Non-adiabatic oscillations of red giants

• Published in: Monthly notices of the Royal Astronomical Society Vol. 378; no. 4; pp. 1270 - 1282
• Main Authors: Xiong, D. R., Deng, L.
• Format: Journal Article
• Language: English
• Published: Oxford, UK Blackwell Publishing Ltd 11.07.2007; Blackwell Science; Oxford University Press
• Subjects: Astronomy; Astrophysics; convection; Earth, ocean, space; Evolution; Exact sciences and technology; Luminosity; Pulsars; Stars & galaxies; stars: evolution; stars: late-type; stars: variables: other; Temperature; convection; stars: variables: other; stars: late-type; stars: evolution; Red giant stars; Late type stars; Convective shell; Growth rate; Cepheids; Effective temperature; Luminosity; Stellar evolution; Convection; Instability strip; Mass function; Stellar mass; Instability; Models; Excitation; Effective mass; Asymptotic giant branch; Low temperature
• ISSN: 0035-8711; 1365-2966
• DOI: 10.1111/j.1365-2966.2007.11642.x

Using our non-local time-dependent theory of convection, the linear non-adiabatic oscillations of 10 evolutionary model series with masses of 1–3 M⊙ are calculated.
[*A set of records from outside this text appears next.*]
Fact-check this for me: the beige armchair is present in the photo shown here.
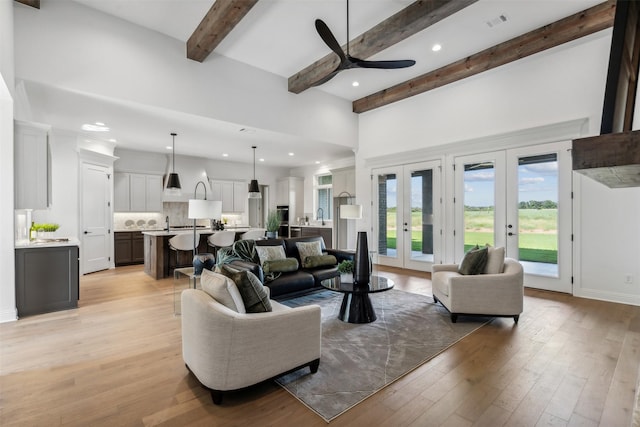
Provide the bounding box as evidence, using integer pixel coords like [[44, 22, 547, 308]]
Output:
[[431, 258, 524, 323], [181, 289, 321, 404]]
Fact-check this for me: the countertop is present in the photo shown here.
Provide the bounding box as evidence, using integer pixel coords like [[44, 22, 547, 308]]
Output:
[[141, 227, 249, 237], [15, 237, 80, 249]]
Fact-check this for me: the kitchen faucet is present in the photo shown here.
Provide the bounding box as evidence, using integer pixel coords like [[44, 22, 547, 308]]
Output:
[[316, 208, 324, 225]]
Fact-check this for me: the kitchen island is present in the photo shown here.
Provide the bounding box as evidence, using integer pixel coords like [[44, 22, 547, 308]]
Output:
[[142, 228, 248, 279]]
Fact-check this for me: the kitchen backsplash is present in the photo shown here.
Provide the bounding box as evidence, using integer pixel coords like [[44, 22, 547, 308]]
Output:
[[113, 202, 245, 231]]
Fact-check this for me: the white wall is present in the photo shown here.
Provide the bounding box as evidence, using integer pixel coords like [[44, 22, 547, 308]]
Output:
[[15, 0, 357, 147], [0, 0, 18, 322], [32, 129, 79, 239], [356, 30, 640, 304]]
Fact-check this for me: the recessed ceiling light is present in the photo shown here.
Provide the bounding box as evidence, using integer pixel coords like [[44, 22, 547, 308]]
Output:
[[82, 123, 109, 132]]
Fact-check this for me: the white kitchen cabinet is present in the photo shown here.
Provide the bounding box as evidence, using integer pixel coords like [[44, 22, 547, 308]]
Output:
[[146, 175, 163, 212], [14, 120, 51, 209], [113, 172, 162, 212], [233, 182, 249, 212], [113, 172, 131, 212], [209, 180, 248, 213]]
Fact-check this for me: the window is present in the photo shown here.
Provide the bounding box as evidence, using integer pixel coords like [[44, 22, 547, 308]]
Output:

The results show that there is a red giant instability strip in the lower temperature side of the Hertzsprung–Russell diagram which goes along the sequences of the red giant branch and the asymptotic giant branch. For red giants of lower luminosities, pulsation instability is found at high order overtones; the lower order modes from the fundamental to the second overtone are stable. Towards higher luminosity and lower effective temperature, instability moves to lower order modes, and the amplitude growth rate of oscillations also grows. At the high luminosity end of the strip, the fundamental and the first overtone become unstable, while all the modes above the fourth order become stable. The excitation mechanisms have been studied in detail. It is found that turbulent pressure plays a key role for excitation of red variables. The frozen convection approximation is unavailable for the low temperature stars with extended convective envelopes. In any case, this approximation can explain neither the red edge of the Cepheid instability strip, nor the blue edge of the pulsating red giant instability strip. An analytic expression of a pulsation constant as a function of stellar mass, luminosity and effective temperature is presented from this work.